In the continued creation of a hyper-realistic monster, I reached the stage where one overlays textures onto the body. For my fellow Photoshop nerds, you take a picture of a texture, put it on its own layer, lower the opacity to around 30%, and tweak out the exposure so the texture looks like it’s on the underlying surface. It’s a standard technique illustrators have been using for over a decade. But I couldn’t find the right texture to use with my monster, so created my own using 3D software.
I liked making the texture myself, because if feels less like cheating (especially when I came up with the way to make the texture on my own). But, it’s no different than when a traditional painter presses a sponge into paint, then on the canvas, to create a rough texture. Sometimes people send me well-intended, helpful criticism that my digital art sucks and the machine does all the work.
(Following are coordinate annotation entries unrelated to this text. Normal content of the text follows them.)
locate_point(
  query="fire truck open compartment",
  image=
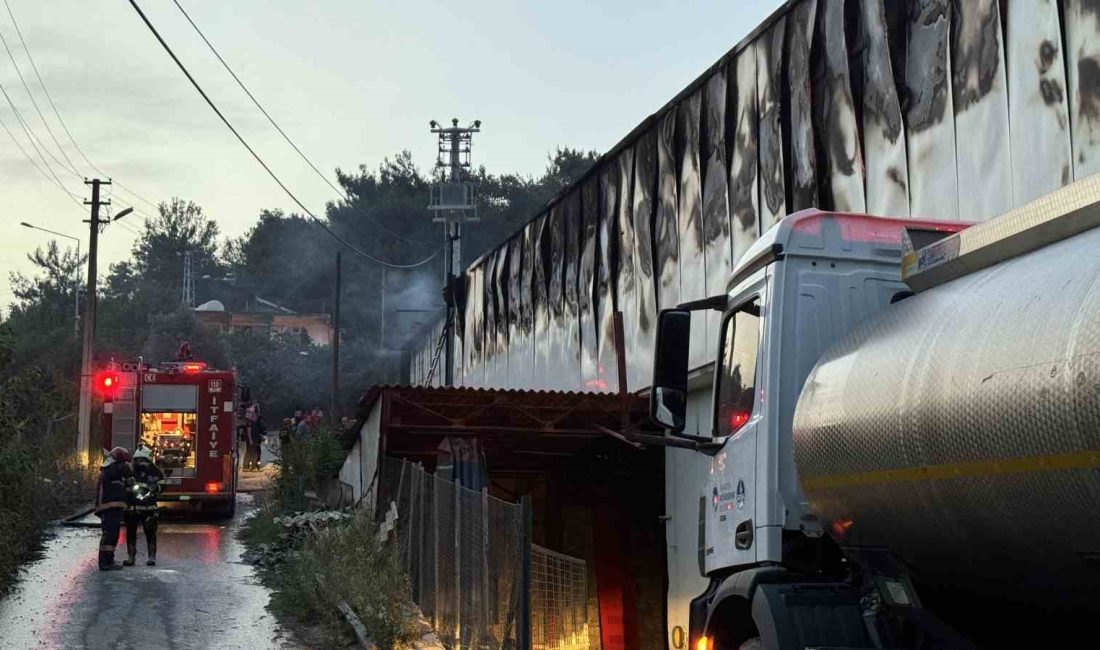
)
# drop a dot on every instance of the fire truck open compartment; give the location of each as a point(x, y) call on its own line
point(172, 438)
point(185, 412)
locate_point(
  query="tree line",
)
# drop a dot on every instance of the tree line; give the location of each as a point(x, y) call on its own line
point(284, 260)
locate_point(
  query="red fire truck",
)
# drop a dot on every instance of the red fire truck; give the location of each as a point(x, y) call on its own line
point(186, 414)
To do something like this, though — like it or not — you need both traditional skills and digital art skills.
Moving on… one has to do each section independently, and in this case it’s one bubble at a time. You use the Warp tool to approximately form the texture to the underlying surface. Once all that’s done, you can erase or use a mask to make adjustments.
Here’s a detail:
It looks passably convincing in most areas, and ads a new level of detail. But next I’m going to have to paint over it in a few stages to add rim lighting, highlights, and tweak out the shadows. This is still pretty rough.
Before and after the first stage of adding texture:
I like the newer, smallpox version better, but the overlaying layer has greyed out color, contrastm, and lighting. It’ll look better after I touch it up.
Also, since last time I shared the Bubble Head, I pulled his lips back more to show more gums, in which case her’s looking more aggressive. With those mandibles, he’s at least as much an ant-man as he is a bubble head, and his growing intensity is appropriate for ants as well.
I’m putting a lot of extra time into this because I rather like it. It’s gone from an exercise in photorealistic techniques into a more serious digital painting. There will be a background and maybe a surprise or two.